Pelikan. Currently available from PuzzleMaster.
Type & Classification
Interlocking, sequential movement
7.2cm (Length) x 7.2cm (Width) and 3.5cm (Height).
Materials & Construction
A combination of 5 solid hardwoods giving the puzzle a very beautiful contrasting finish. The square frame is Mahogany while the pieces are Wenge, Acacia, Paduak and Maple. As with all Pelikan puzzles, the quality and manufacturing is superb. Fit is snug and overall everything feels a bit tight but the pieces can still slide ok. Those living in humid countries may have to "dry out" their puzzle before play.
Designed in 2014, this is a very recent release and like the earlier Mysterious Galaxy and Galaxy Z, bears a space themed name, "Orion".
Object is to disassemble the 4 pieces that interlocks with the square frame. At first glance, the four pieces (which resemble jigsaw pieces) all look identical. However, as you start playing, you will discover that only two of the 4 pieces are identical. The frame also has a protrusion at one of the inner corners.
All the pieces can move in rectilinear fashion, sideways, up and down. When they are spread sufficiently far apart, each of the pieces can also rotate. I tried various moves for the pieces taking into account their shapes and notches and that one particular corner of the frame; all the while sure that one of the pieces had something to do with that special corner. However, it turned out I was barking up the wrong tree. After being stumped for several days, I threw in the towel and checked the solution, only to discover that the way to extract the first piece was not what I had expected. I had over-complicated things and missed the obvious.

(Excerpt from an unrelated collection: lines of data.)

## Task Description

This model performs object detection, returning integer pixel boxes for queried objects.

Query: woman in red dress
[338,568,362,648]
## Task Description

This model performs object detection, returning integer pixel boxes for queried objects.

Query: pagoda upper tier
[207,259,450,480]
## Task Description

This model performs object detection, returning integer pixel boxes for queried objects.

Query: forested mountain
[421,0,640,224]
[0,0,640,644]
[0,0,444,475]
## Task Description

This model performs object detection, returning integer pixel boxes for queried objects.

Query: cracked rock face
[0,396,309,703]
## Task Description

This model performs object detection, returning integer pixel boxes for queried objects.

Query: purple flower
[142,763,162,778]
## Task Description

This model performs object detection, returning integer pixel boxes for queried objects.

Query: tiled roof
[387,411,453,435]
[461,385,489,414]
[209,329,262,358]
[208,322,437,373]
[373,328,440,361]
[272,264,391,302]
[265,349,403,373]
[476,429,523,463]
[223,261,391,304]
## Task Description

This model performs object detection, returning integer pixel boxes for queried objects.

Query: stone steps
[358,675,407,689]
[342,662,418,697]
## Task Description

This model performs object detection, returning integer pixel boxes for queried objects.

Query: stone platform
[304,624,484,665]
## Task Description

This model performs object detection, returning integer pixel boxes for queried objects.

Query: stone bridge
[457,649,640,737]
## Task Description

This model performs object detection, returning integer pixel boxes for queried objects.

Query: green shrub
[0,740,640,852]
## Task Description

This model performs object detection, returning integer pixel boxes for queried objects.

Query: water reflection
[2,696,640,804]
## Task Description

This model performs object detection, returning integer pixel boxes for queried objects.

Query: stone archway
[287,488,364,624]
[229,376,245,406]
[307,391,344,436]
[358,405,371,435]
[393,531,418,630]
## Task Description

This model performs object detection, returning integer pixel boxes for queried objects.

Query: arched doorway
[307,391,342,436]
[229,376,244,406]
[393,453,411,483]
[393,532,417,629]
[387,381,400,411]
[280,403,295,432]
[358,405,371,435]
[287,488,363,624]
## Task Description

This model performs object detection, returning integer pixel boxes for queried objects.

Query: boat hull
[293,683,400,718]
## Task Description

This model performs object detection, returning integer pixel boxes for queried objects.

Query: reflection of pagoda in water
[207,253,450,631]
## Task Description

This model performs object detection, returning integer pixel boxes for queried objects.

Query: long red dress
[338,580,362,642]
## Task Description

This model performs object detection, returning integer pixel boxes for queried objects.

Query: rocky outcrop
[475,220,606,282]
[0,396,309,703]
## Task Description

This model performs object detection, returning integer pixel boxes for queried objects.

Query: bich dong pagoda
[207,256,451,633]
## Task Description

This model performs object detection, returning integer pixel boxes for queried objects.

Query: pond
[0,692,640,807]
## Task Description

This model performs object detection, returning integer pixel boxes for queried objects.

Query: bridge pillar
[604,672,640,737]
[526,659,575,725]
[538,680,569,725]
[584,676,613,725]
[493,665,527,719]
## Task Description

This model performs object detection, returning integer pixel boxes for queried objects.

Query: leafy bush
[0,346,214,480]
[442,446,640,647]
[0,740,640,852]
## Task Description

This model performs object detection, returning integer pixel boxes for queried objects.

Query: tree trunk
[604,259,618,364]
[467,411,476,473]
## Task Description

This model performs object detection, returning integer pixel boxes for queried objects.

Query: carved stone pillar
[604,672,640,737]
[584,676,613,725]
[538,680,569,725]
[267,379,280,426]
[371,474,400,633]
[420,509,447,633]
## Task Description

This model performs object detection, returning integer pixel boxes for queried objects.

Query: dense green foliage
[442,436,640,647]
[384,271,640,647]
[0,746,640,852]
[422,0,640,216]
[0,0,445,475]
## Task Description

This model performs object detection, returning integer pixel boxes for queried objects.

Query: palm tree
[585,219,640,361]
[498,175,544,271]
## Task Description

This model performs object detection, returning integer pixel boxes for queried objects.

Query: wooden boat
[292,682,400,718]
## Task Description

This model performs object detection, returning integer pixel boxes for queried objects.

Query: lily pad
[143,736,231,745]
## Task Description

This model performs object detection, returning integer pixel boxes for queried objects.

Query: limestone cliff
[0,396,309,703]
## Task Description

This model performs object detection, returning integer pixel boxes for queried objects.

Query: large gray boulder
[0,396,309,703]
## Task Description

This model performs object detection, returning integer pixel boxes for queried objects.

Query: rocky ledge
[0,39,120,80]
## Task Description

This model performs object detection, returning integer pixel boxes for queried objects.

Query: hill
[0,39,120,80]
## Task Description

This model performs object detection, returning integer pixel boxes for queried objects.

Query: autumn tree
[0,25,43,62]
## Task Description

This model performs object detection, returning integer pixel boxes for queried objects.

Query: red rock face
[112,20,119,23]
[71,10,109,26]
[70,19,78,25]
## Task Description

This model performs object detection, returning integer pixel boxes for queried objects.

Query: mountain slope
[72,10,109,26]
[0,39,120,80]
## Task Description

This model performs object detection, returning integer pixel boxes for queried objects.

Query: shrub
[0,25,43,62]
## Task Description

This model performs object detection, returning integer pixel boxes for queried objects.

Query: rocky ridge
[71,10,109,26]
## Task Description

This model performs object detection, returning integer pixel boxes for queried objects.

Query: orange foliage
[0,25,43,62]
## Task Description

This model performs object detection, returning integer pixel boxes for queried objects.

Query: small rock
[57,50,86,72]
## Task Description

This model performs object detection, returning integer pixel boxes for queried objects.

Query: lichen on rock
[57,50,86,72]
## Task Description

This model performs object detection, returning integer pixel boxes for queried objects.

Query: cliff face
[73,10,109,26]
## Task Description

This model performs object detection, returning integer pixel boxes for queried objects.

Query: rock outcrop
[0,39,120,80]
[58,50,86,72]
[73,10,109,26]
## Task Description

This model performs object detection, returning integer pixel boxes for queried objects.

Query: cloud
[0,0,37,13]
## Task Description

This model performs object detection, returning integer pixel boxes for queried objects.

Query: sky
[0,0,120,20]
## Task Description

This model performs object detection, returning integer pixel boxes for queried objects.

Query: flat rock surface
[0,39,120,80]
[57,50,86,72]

Firstly all four pieces must be in their correct orientation relative to the frame. Then the right sequence of moves for each of the pieces must follow next and only then can the first of the 4 pieces be removed. I counted 14 moves to get the first piece removed. Once the crucial first piece is out, the rest is easy. Reassembly is the reverse of everything.

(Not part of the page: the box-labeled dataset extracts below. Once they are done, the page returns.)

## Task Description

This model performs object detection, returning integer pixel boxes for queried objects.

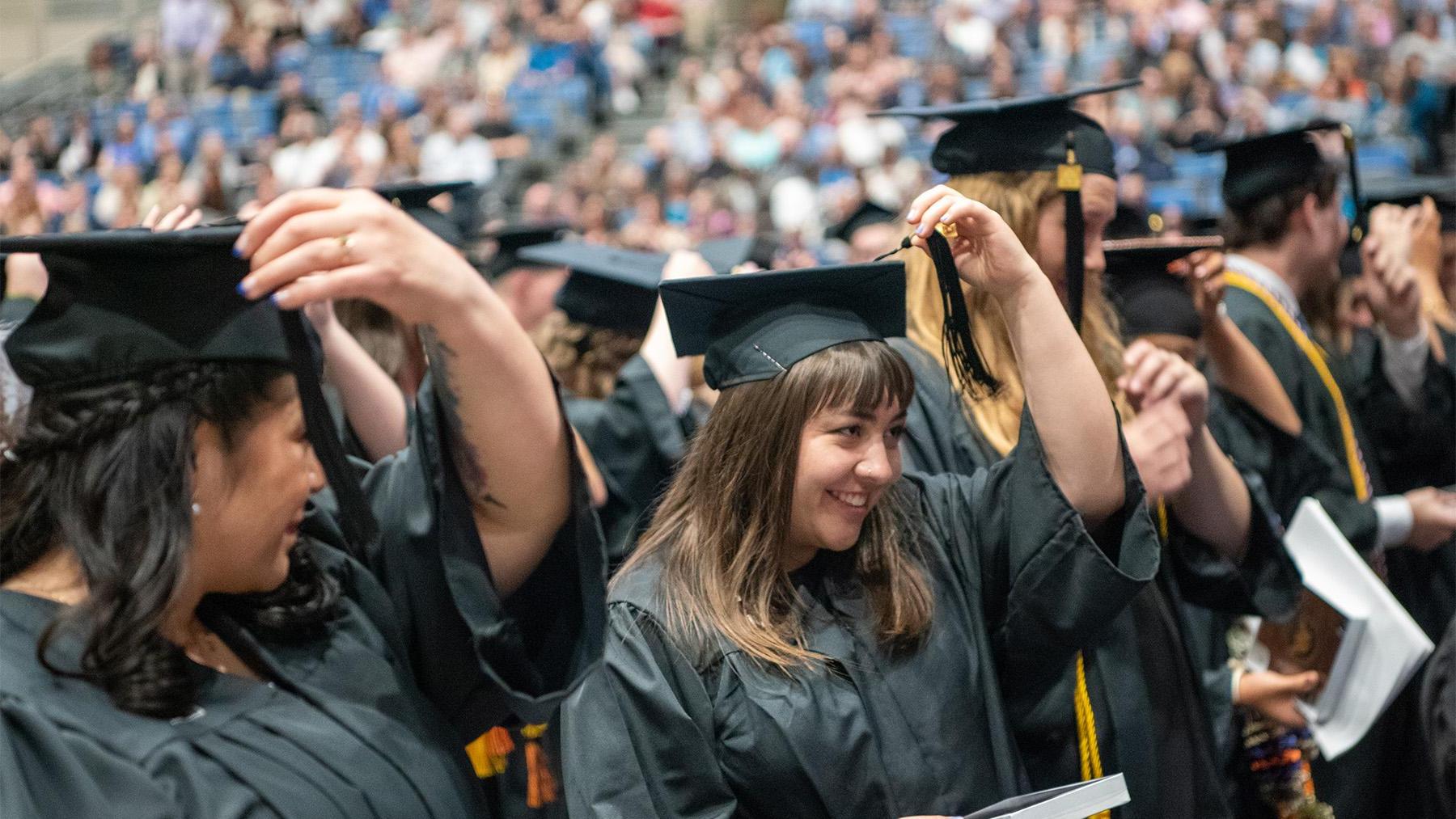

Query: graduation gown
[562,420,1158,819]
[1223,286,1452,817]
[566,355,699,569]
[0,375,604,819]
[892,339,1300,819]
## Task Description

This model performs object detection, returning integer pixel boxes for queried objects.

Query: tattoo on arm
[419,324,506,509]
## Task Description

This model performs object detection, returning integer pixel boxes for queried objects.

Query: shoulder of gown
[306,378,606,737]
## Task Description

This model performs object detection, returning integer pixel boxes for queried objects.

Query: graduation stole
[464,723,557,810]
[1223,271,1372,500]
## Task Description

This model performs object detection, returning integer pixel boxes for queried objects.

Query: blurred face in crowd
[1034,173,1117,298]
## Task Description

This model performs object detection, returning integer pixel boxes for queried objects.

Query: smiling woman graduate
[562,188,1158,819]
[0,191,604,819]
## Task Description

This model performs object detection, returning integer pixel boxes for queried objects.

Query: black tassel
[278,310,379,555]
[925,231,1001,397]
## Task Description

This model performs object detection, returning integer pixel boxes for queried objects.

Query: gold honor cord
[1223,271,1370,500]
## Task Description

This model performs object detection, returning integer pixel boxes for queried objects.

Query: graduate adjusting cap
[476,222,569,279]
[697,235,779,273]
[1103,235,1223,340]
[661,262,906,390]
[824,201,899,242]
[0,226,377,548]
[1194,120,1340,209]
[878,80,1141,178]
[520,242,667,335]
[375,182,475,247]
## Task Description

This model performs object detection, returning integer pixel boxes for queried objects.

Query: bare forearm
[1001,277,1124,526]
[421,285,571,595]
[1172,426,1251,563]
[1204,315,1303,437]
[319,323,406,461]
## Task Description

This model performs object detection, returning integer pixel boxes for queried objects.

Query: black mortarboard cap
[375,182,473,247]
[697,235,779,273]
[1103,235,1223,339]
[877,80,1140,178]
[0,226,375,548]
[520,242,667,335]
[476,222,568,279]
[824,201,901,242]
[1365,176,1456,233]
[661,262,906,390]
[1194,120,1340,209]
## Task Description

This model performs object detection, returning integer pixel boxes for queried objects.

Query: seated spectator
[419,106,495,188]
[268,109,336,191]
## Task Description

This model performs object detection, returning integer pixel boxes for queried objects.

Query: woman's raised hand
[235,188,489,324]
[906,185,1045,298]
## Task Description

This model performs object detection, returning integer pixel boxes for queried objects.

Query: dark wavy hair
[0,362,339,717]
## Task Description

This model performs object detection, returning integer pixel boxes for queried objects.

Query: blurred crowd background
[0,0,1456,253]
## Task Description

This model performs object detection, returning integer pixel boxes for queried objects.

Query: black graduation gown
[0,375,604,819]
[1223,288,1450,817]
[562,412,1158,819]
[892,340,1300,819]
[566,355,699,570]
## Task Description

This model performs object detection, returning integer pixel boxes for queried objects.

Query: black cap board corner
[824,200,901,242]
[518,242,667,335]
[1103,235,1223,340]
[375,182,475,247]
[1194,120,1343,209]
[697,234,779,273]
[661,262,906,390]
[877,80,1141,178]
[476,222,571,279]
[0,226,377,548]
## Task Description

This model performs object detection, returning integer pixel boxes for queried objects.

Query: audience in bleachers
[0,0,1456,250]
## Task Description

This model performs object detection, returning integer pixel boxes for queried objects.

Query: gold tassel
[521,723,557,808]
[464,726,515,779]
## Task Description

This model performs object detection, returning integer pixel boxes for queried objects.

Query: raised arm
[237,189,572,595]
[906,185,1125,526]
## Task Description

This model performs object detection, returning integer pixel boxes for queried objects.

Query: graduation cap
[476,222,569,279]
[518,242,667,335]
[0,226,377,548]
[375,182,475,247]
[824,201,901,243]
[1194,120,1360,217]
[878,80,1141,330]
[1103,235,1223,339]
[1365,176,1456,233]
[661,262,906,390]
[697,235,779,273]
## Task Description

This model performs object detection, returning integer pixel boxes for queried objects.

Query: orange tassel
[521,723,557,808]
[464,726,515,779]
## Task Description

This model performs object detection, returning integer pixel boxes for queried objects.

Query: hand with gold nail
[235,188,491,324]
[906,185,1047,297]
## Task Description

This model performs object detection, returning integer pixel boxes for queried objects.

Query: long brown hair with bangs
[906,171,1130,455]
[619,342,933,673]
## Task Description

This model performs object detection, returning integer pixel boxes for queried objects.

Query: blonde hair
[906,171,1132,455]
[617,342,933,673]
[531,310,642,399]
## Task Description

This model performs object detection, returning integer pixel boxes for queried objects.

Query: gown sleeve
[0,694,184,819]
[320,378,606,741]
[562,602,737,819]
[921,412,1159,673]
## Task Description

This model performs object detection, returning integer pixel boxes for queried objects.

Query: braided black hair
[0,362,339,717]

I am not certain if the original solved state of the puzzle has everything lined up ready to go or one has to rotate the pieces around the frame to get them in the right positions. My guess is that it would be more difficult in the case of the latter.
Difficulty LevelVery difficult. But relatively easy once the first piece is out. And you need to make sure that the correct piece goes back into the frame first, since all look similar and can get mixed up. The wrong piece means you'll end up stuck. Not a whole lot of moves and with some practice, manageable for repeat solving.
A very interesting design with just 4 pieces and the frame. Looks deceptively simple (as compared to the high level burrs out there), but is anything but that. The subtle differences in the shape of the pieces add to the complexity and challenge. And since it comes in 5 different contrasting coloured woods, the puzzle also displays very nicely.